Germershausen. Zehn bis zwölf Wochen hat das Unternehmen angesetzt, um das gesamte Pfeifenwerk und alle Rastbretter auszubauen. Die Pfeifen aus Metall und Holz sowie die Zungen werden wieder hergerichtet. Die Firma demontiert Teile des Spieltischs, um die Tastendruckfilze und Waagebalkenscheiben zu erneuern.

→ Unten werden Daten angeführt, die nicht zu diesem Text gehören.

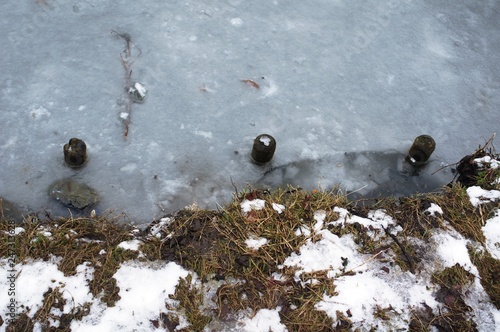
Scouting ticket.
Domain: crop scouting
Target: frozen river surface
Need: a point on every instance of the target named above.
(343, 86)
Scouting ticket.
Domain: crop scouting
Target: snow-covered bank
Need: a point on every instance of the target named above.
(350, 260)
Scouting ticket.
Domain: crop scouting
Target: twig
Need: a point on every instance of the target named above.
(127, 61)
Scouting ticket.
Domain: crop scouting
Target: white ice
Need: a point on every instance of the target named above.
(333, 77)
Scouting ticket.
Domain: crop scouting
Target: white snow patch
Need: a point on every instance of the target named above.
(265, 140)
(451, 249)
(433, 209)
(130, 245)
(278, 208)
(36, 277)
(360, 294)
(487, 160)
(329, 253)
(143, 292)
(255, 243)
(478, 195)
(264, 321)
(491, 232)
(256, 204)
(319, 216)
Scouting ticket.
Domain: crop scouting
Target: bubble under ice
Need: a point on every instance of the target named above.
(333, 78)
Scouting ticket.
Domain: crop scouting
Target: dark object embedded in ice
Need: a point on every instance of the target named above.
(10, 211)
(263, 148)
(73, 194)
(75, 153)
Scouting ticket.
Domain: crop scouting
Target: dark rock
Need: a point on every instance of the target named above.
(75, 153)
(73, 194)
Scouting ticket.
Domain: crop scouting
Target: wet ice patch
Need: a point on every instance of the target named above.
(377, 220)
(39, 112)
(206, 134)
(237, 22)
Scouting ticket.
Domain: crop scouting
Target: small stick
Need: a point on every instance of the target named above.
(127, 62)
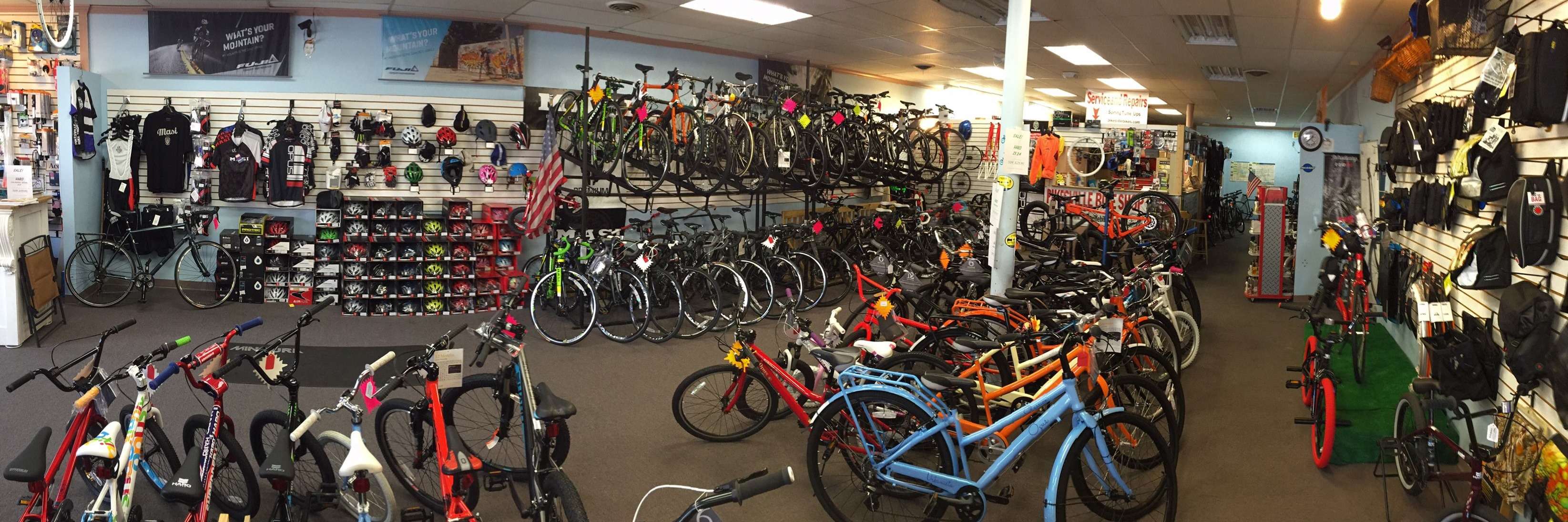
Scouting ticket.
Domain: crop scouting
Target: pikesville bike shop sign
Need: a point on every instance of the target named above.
(1117, 107)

Die Registerschaltungen sind zu reparieren. Zurzeit sind sie undicht, was die Orgel beim Spielen merkwürdig zischen lässt. Die Windanlage muss geprüft, und die Blasebälge müssen erneuert werden.

„Wir hoffen, dass nicht noch verborgene Schäden zu Tage treten“, erklärt Cornelia Kurth-Scharf vom Wallfahrtsteam. Die sechköpfige Gruppe, die sich seit 2006 für das Pilgerwesen engagiert, hat seit Ende 2012 auf Bitten des damaligen Pfarrers, Augustinerpater Rudolf Götz, Spendengelder eingeworben. Vom Bistum gab es keinen Cent.

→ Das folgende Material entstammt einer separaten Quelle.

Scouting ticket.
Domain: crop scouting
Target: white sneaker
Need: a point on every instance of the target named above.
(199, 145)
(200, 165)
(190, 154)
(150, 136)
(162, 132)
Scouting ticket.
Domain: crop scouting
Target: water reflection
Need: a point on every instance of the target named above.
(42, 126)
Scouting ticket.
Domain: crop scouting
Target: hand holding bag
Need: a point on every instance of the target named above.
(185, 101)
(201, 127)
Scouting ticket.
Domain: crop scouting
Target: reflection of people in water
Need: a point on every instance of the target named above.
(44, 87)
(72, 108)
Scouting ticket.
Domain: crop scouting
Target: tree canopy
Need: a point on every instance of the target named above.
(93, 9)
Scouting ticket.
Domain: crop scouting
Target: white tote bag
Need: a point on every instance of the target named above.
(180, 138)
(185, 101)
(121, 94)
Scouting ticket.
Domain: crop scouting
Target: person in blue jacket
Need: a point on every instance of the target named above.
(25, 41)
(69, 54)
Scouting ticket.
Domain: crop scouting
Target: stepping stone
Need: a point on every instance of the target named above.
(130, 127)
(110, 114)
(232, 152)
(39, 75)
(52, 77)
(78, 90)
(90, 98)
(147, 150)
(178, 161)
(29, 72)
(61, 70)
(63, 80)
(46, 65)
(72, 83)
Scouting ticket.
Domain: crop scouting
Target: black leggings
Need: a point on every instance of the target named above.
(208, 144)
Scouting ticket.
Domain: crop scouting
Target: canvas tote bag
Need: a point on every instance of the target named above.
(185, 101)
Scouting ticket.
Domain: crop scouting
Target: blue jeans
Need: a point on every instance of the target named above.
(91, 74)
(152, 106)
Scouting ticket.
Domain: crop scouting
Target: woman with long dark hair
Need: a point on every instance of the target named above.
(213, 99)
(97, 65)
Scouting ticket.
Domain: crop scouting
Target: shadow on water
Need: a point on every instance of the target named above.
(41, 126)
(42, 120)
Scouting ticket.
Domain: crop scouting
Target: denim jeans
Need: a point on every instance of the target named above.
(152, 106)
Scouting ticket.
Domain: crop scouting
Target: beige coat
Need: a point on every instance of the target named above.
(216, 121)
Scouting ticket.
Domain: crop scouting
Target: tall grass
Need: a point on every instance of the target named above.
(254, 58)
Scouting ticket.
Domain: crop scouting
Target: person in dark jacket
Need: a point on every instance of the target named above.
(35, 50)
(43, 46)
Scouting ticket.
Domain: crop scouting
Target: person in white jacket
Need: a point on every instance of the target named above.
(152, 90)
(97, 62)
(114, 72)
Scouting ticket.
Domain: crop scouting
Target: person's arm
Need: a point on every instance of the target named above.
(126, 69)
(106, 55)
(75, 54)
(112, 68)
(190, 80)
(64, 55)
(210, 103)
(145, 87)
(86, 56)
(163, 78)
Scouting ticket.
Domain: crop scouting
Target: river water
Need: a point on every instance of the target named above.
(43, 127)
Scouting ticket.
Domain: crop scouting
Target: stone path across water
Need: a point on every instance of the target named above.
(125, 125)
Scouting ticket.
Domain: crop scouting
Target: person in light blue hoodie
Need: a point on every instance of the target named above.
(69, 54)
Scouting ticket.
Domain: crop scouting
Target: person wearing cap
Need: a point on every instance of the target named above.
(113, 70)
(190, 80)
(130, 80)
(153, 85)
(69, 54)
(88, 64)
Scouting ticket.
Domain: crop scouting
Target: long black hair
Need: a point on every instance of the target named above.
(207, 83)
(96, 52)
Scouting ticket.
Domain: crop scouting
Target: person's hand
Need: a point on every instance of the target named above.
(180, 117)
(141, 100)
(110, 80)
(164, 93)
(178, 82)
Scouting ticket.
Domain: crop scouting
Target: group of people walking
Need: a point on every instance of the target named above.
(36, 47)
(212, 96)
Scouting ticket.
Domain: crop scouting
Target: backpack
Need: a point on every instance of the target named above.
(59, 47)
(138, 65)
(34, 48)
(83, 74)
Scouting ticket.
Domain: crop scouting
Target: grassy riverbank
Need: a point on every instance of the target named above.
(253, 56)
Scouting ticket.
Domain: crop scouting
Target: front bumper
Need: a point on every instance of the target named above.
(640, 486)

Die Sparkasse und das Bonifatiuswerk gewährten Zuschüsse. Das meiste Geld aber kam von Privatleuten. Insbesondere die Wallfahrer ließen sich nicht lange bitten. „Den Eichsfeldern liegt etwas an Germershausen“, freut sich Kurth-Scharf.

Orgel pfeift aus dem letzten Loch

Die Orgel, die 1996 das letzte Mal gesäubert worden ist, pfeift gegenwärtig aus dem letzten Loch. Weil eine ganze Reihe von Pfeifen gar nicht mehr funktionieren, muss der Organist das Instrument gut kennen, um ihm überhaupt noch Melodien zu entlocken. Eigentlich müsste auch die nachträglich aufgetragene Farbe entfernt werden. Das würde den Klang voller machen. Kosten: weitere 20 000 Euro. Davon wagen die Germershäuser derzeit nicht einmal zu träumen.

Die Wallfahrtskirche, die in diesem Jahr ihr 125-jähriges Bestehen gefeiert hat, verfügte zunächst über keine Orgel. Sie erhielt erst 1910 ein solches Instrument aus der Duderstädter Werkstatt Louis Krell, die in der Haberstraße ansässig war.

Das Wallfahrtsteam macht darauf aufmerksam, dass die Kirche tagsüber geöffnet ist. Immer wieder schauen Christen vorbei, beten und entzünden Kerzen an der Madonna. Maria aus der Wiese, wie die Figur heißt, ist der Legende nach einst von einem Schäfer unter wundersamen Begleitumständen in einem hohlen Baum entdeckt worden.